Online shopping systems recommend additional products but not in a very helpful manner. A new system intelligently tailors profitable recommendations to the user.

Digital Economy icon Digital Economy

Recommendation systems apply in online shopping contexts. Typically, the system will suggest other items based on a user's previous choices. Yet such 'collaborative filtering' systems do not learn very well, and may never realise that a consumer might be interested in a not-yet-popular product. Otherwise, a system may employ content filtering to recommend additional products based on the content of a consumer's previous purchases. This is also inefficient because the offered products would be very similar, and thus redundant, to purchased products. The EU-funded ASSORTMENTCUSTOMIZE project aims to develop software methods for tailoring recommendations given to users according to their individual characteristics. It uses purchase data to determine consumer class and situational factors based on interest, purpose or age. The system uses these classes and product categories, along with product price and cost, to compile the best list of suggestions for the particular consumer.
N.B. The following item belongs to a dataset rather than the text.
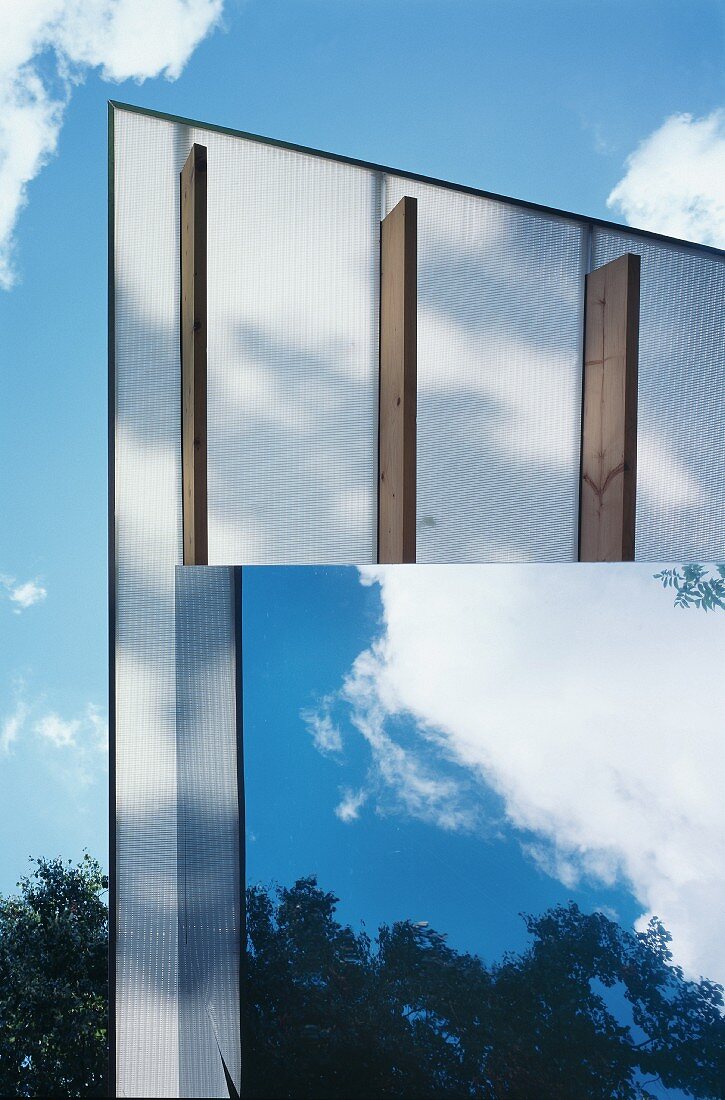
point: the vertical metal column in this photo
(608, 463)
(194, 354)
(396, 472)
Each decision the consumer makes in the future will refine the algorithm. Such computations are normally time consuming; however, the ASSORTMENTCUSTOMIZE tool will be able to do it quickly using innovative programming. This will enable retailers to offer sets of product suggestions to customers that match their characteristics and are also therefore profit-maximising. The project will test the algorithms in the cable television marketplace, but the technology will be applicable to other choice-rich contexts. During the project's first phase, the original parameters of the model were redesigned to allow the software to learn any number of customer characteristics simultaneously. Previously, it had been limited to one at a time. The project also obtained a large set of choice data from an American video retailer, which establishes the customer histories necessary for the project. Simulations using these data and an optimised algorithm led to a working web version prototype. Numerous other software optimisations have also been achieved. The next phase was a test of the system in June 2013 involving over 2 000 users. This makes the results more realistic. The resulting paper will be submitted to Management Science, a prestigious journal.